CORAL GABLES, Fla. – The daughter of a man who died at a Hollywood nursing home after Hurricane Irma has filed a lawsuit against the Rehabilitation Center at Hollywood Hills.
Margarita Navarro is suing the facility, claiming negligence that led to the wrongful deaths of Miguel Antonio Franco, 93, and 10 others after the air conditioning stopped working in the days after the storm.
Navarro's family joined her attorneys Monday at a news conference in Coral Gables announcing the lawsuit.
"Something as similar as calling 911, or better yet, walking across the street where there was a hospital could have been done," Franco's granddaughter, Erika Navarro, said.

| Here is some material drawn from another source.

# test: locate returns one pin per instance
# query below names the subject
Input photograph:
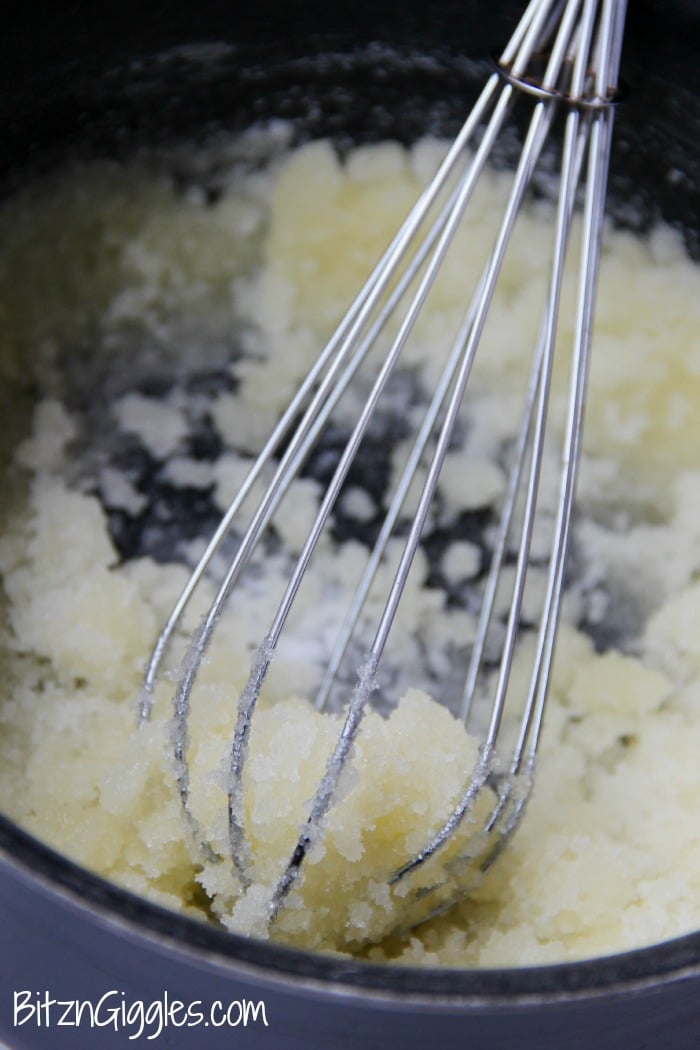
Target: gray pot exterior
(76, 949)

According to the lawsuit, the facility failed to secure "reliable and effective air-conditioning systems to operate in the event of an inevitable and foreseeable power outage," leaving the elderly residents to suffer for days "in extreme heat and deplorable conditions."
Navarro's mother, Cecilia Franco, 90, remains hospitalized.

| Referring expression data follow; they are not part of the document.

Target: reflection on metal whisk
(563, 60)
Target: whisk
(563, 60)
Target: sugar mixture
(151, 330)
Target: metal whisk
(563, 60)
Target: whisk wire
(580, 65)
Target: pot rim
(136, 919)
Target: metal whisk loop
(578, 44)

"According to what I saw, there was no calls saying that there was any patients in distress," the Franco's son, Pedro Franco, said. "So I don't know what happened after that. But what I saw, none of those calls stated that there was an emergency."
The Agency for Health Care Administration has suspended the license of the facility.
According to the suspension order, residents at the facility had body temperatures of more than 100 degrees when they arrived at Memorial Regional Hospital, across the street from the nursing home.
Justin Senior, secretary for the state agency, wrote in the order that the facility also made many "late entries" into patients' medical records, claiming that the entries were made "under dubious circumstances" hours after a nurse visited the patients.
Nursing home administrator Jorge Carballo blamed the incident on "a prolonged power failure to the transformer which powered the facility's air-conditioning system as a result of the hurricane."
The lawsuit is the fourth brought against the nursing home.